Caminó hacia atrás, dibujando con tiza sobre las losas, moviéndose lentamente por la plaza desierta como si avanzara por un laberinto. Aquí un ala, curvándose hacia atrás en dirección a una cola que llegaba hasta aquí, ahora el otro lado, el otro costado…

Cuando terminó, se situó en el centro del dibujo y pasó las manos sobre las piedras. Se dio cuenta de que casi había esperado notarlas calientes.

Debería haber quedado algo. No sabía muy bien qué, oh, quizá algo de grasa, o por ejemplo unos trocitos de pulmones fritos de dragón.

Errol empezó a comerse una botella rota, dando grandes muestras de entusiasmo.

—¿Sabes lo que creo? —le dijo Vimes—. Creo que se fue a alguna parte.

El trueno retumbó de nuevo.

—Vale, vale —murmuró—. No era más que una idea, nada tan teatral.

Errol se detuvo a medio mordisco.

Muy despacio, como si funcionara gracias a un engranaje perfectamente engrasado, el dragoncito giró la cabeza hacia arriba.

Lo que contemplaba con tanta atención era una zona de cielo desierto. No se podía decir mucho más.

Vimes se estremeció bajo su capa. Aquello era una tontería.

—Oye, no pongas esa cara —dijo—. Ahí arriba no hay nada.

Errol empezó a temblar.

—No es más que la lluvia —insistió Vimes—. Venga, termínate la botella. Mmm, qué botella tan rica, vamos, come.

El dragoncito emitió un tenue sonido de preocupación.

—Te lo demostraré —suspiró Vimes.

Echó un vistazo a su alrededor y vio una de las salchichas de Ruina, rechazada por un comprador hambriento quien de repente se había dado cuenta de que nunca iba a estar tan hambriento como para comerse aquello.

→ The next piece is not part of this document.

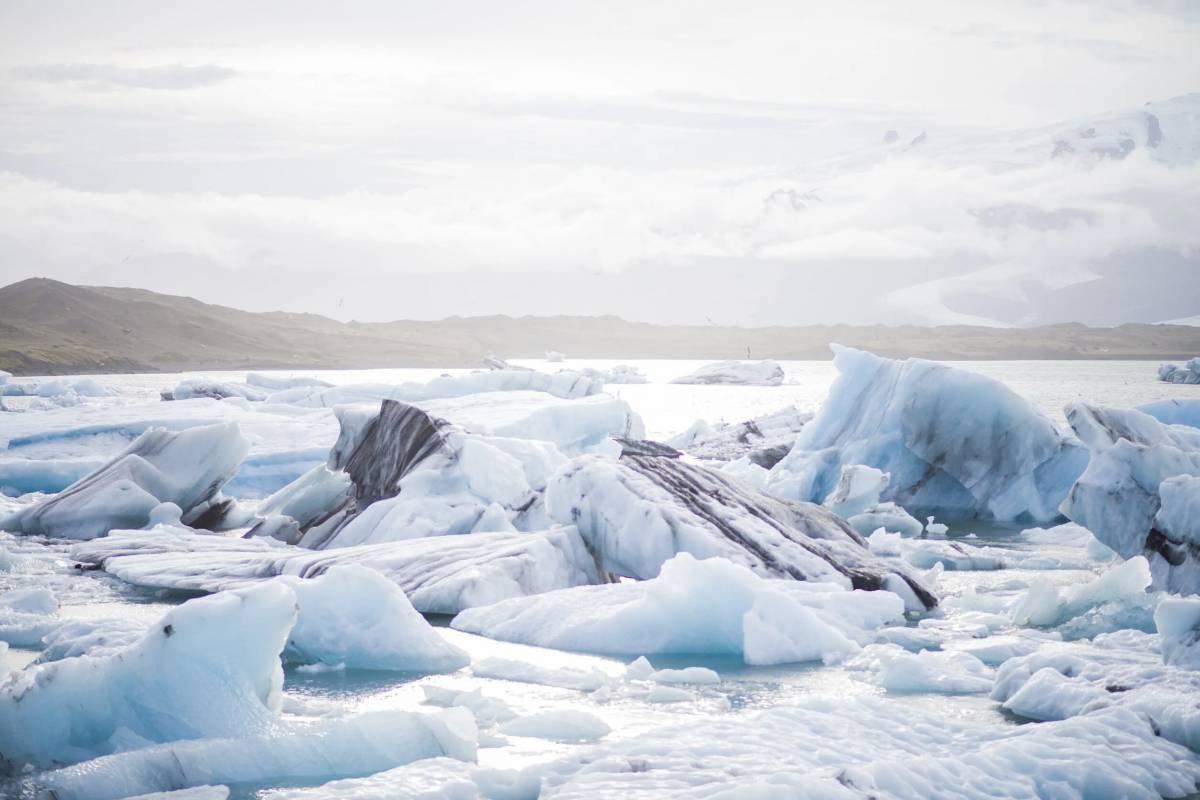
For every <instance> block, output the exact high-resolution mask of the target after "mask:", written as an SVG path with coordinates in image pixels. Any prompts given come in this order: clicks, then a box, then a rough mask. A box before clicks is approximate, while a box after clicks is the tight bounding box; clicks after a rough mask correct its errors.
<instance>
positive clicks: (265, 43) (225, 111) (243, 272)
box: [0, 0, 1200, 325]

La recogió.

—Mira —dijo, lanzándola hacia arriba.

Observando la trayectoria, Vimes estaba bastante seguro de que la salchicha debería haber caído de nuevo al suelo. No debería haber desaparecido, como si hubiera entrado en un túnel invisible. Y, sobre todo, el túnel no debería haber estado mirándolo.

Un rayo de un brillante color púrpura rasgó el cielo desierto y se estrelló contra una de las casas cercanas a la plaza, atravesando las paredes antes de desaparecer repentinamente, como si hubiera recordado que quería pasar desapercibido.

Luego volvió a brotar, esta vez volando la pared eje de la casa. La luz se extendió como una telaraña de tentáculos por las piedras.

El tercer intento optó por dirigirse hacia arriba, y formó una columna actínica que alcanzó una altura de quince o veinte metros, pareció estabilizarse y, por último, empezó a girar lentamente.